Indira Gandhi es un personaje renombrado de la India cuyo legado hoy se debate entre el de ser una importantísima líder política – Primera Ministra de la nación durante 15 años – y una tirana que llevó a la India a su momento más oscuro. Tan rara es como fenómeno, que muchos la han tratado de entender en su complejidad y abundan los estudios psicohistóricos sobre su personalidad, pero, en definitiva, la mejor manera de entender a este atípico animal político es deteniéndose en lo que fue su progresivo ascenso y acumulación del poder.

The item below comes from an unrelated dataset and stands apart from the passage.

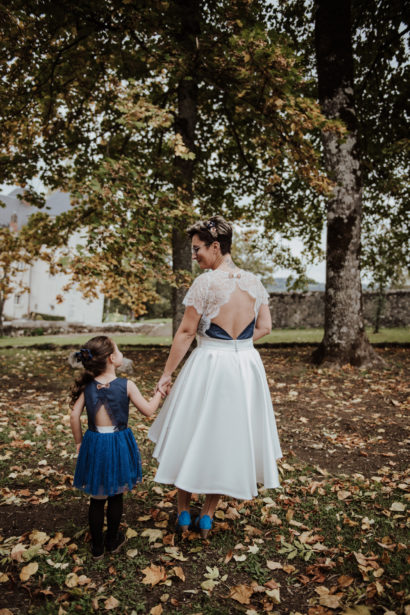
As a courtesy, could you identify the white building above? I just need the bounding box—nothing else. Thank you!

Nacida el 19 de noviembre de 1917, era la única hija de Jawahartal Nehru, uno de los líderes indios más importantes del proceso independentista y, luego de 1947, primera persona en ocupar el puesto de Primer Ministro del país. Con tales credenciales, no llama la atención que su padre mismo eligiera formarla para seguir una vida en la política y, tras acompañarlo en su juventud en varias misiones luego de la muerte de su madre a mediados de la década del treinta, Indira terminó uniéndose en 1938 al Congreso Nacional Indio (CNI) – el partido dominante de la arena política india.
El destino, sin embargo, metió su mano y, en 1964 Nehru falleció. Su reemplazo inicial fue Bahadur Shastri, quien nombró a Gandhi como ministra de su gobierno, pero cuando él también murió sorpresivamente en 1966, el camino quedó allanado para el ascenso de Indira. Ascenso que, es menester recordar, no llegó de la mano de una ambición desmedida por alcanzar el poder. Por el contrario, su candidatura fue impulsada por los miembros CNI que, gobernando como débil coalición, pensaron que la hija de Nehru, por ser mujer y por no tener una tendencia política demasiado marcada, podía ser fácilmente manipulable.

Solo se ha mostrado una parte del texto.